Metadata-Version: 2.1
Name: modev
Version: 0.5.1
Summary: Model Development for Data Science Projects.
Home-page: https://github.com/pabloarosado/modev
Author: Pablo Rosado
Author-email: mail@pablorosado.com
License: UNKNOWN
Description: # Modev : Model Development for Data Science Projects
        
        ## Introduction
        
        Most data science projects involve similar ingredients (loading data, defining some evaluation metrics, splitting data
        into different train/validation/test sets, etc.).

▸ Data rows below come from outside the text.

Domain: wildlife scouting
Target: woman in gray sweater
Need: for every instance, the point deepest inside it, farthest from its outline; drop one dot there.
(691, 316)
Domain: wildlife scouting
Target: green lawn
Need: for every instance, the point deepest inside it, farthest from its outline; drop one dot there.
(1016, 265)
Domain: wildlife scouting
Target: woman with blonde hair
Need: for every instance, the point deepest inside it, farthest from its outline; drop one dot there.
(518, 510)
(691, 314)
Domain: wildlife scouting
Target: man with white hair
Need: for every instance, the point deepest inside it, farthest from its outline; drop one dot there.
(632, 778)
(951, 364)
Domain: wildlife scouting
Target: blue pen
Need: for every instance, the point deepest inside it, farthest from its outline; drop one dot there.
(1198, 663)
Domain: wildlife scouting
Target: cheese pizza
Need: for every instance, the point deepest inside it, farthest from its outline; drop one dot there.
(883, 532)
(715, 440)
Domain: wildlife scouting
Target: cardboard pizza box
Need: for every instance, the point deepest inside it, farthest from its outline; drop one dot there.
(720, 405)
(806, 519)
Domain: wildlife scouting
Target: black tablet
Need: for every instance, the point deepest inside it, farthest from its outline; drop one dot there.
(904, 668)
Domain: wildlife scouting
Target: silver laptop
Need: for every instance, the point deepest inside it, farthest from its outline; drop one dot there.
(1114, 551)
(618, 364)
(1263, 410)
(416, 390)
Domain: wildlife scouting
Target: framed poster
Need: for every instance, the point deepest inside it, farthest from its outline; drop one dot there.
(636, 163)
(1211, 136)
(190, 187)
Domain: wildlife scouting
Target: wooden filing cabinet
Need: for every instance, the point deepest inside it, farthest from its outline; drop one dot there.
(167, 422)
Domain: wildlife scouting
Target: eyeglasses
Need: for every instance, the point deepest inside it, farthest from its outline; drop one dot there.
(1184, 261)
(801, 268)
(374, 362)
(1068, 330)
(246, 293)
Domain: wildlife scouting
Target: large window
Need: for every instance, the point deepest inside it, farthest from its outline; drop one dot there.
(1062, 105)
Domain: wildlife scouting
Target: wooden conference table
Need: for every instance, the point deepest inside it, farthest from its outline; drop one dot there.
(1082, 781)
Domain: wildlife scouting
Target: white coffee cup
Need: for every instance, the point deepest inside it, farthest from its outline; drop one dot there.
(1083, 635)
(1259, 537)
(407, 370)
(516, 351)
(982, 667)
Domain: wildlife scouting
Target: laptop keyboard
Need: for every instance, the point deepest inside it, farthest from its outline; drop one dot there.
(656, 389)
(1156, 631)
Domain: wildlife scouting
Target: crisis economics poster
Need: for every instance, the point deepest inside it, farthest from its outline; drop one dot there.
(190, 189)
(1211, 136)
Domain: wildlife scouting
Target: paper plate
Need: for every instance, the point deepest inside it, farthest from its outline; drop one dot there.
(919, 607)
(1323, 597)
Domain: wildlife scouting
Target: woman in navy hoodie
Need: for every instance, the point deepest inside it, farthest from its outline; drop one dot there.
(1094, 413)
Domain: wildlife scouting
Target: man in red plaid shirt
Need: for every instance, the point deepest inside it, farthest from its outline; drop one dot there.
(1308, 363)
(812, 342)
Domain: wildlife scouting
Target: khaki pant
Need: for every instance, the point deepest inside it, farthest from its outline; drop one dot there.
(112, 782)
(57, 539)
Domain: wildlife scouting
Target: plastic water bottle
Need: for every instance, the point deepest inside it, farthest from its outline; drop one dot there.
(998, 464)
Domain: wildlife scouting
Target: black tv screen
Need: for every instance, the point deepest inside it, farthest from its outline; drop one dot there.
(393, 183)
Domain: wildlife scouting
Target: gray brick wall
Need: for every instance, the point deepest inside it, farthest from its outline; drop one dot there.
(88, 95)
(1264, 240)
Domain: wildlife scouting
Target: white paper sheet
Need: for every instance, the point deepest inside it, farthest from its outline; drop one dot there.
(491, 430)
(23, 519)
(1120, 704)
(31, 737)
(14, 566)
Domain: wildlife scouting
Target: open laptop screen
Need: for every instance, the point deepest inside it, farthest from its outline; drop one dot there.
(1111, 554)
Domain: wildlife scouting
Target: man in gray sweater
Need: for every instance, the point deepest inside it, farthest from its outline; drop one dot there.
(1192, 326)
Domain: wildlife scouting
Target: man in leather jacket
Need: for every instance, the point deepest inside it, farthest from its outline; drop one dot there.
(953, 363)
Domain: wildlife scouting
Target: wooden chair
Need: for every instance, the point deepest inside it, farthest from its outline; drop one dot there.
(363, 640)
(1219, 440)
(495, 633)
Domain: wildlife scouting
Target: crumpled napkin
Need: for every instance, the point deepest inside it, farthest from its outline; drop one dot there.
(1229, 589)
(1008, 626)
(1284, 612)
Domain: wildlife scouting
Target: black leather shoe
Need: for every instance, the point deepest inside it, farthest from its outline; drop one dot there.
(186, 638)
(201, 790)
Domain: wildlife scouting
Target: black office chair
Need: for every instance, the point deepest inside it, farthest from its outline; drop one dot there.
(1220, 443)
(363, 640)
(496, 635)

        Modev's goal is to ease these repetitive steps, without constraining the freedom data scientists need to develop models.
        
        ## Installation
        
        The easiest is to install from pip:
        
        ```
        pip install modev
        ```
        
        Otherwise you can clone the latest release and install it manually:
        ```
        git clone git@github.com:pabloarosado/modev.git
        cd modev
        python setup.py install
        ```
        
        Otherwise you can install from conda:
        ```
        conda install -c pablorosado modev
        ```
        
        ## Quick guide
        
        The quickest way to get started with modev is to run a pipeline with the default settings:
        ```
        import modev
        pipe = modev.Pipeline()
        pipe.run()
        ``` 
        This runs a pipeline on some example data, and returns a dataframe with a ranking of approaches that perform best (given
        some metrics) on the data.
        
        To get the data used in the pipeline:
        ```
        pipe.get_data()
        ```
        
        By default, modev splits the data into a playground and a test set.
        The test set is omitted (unless parameter execution_inputs['test_mode'] is set to True), and the playground is split
        into k train/dev folds, to do k-fold cross-validation.
        To get the indexes of train/dev/test sets:
        ```
        pipe.get_indexes()
        ```
        
        The pipeline will load two dummy approaches (which can be accessed on ```pipe.approaches_function```) with some
        parameters (which can be accessed on ```pipe.approaches_pars```).
        For each fold, these approaches will be fitted to the train set and predict the 'color' of the examples on the dev sets.
        
        The metrics used to evaluate the performance of the approaches are listed in ```pipe.evaluation_pars['metrics']```.
        
        An exhaustive grid search is performed, to get all possible combinations of the parameters of each of the approaches. 
        The performance of each of these combinations on each fold can be accessed on:
        ```
        pipe.get_results()
        ```
        
        To plot these results per fold for each of the metrics:
        ```
        pipe.plot_results()
        ```
        To plot only a certain list of metrics, this list can be given as an argument of this function.
        
        To get the final ranking of best approaches (after combining the results of different folds):
        ```
        pipe.get_selected_models()
        ```
        
        ## Guide
        
        The inputs accepted by ```modev.Pipeline``` refer to the usual ingredients in a data science project (data loading,
        evaluation metrics, model selection method...).
        We define an **experiment** as a combination of all these ingredients.
        An experiment is defined by a dictionary with the following keys:
        1. `load_inputs`: Dictionary of inputs related to data loading:
            + <details>
                  <summary>Using the default function.</summary>
        
              If `function` is not given, `modev.etl.load_local_file` will be used. <br>
              This function loads a local (.csv) file. It uses `pandas.read_csv` function and accepts all its arguments, and also some additional arguments.
              * **Arguments that must be defined in `load_inputs`**:
                  * `data_file` : str <br>
                      Path to local (.csv) file. <br>
              * **Arguments that can optionally be defined in `load_inputs`**:
                  * `selection` : str or None <br>
                      Selection to perform on the data. For example, if selection is `"(data['height'] > 3) & (data['width'] < 2)"`,
                      that selection will be evaluated and applied to the data; None to apply no selection. <br>
                      Default: None
                  * `sample_nrows` : int or None <br>
                      Number of random rows to sample from the data (without repeating rows); None to load all rows. <br>
                      Default: None
                  * `random_state` : int or None <br>
                      Random state (relevant only when sampling from data, i.e. when `sample_nrows` is not None). <br>
                      Default: None
              </details>
        
            + <details>
                  <summary>Using a custom function.</summary>
        
              If the `function` key is contained in the `load_inputs` dictionary, its value must be a valid function.
              * **Arguments that this custom function must accept**: <br>
                  This function can have an arbitrary number of mandatory arguments (or none), to be specified in `load_inputs`.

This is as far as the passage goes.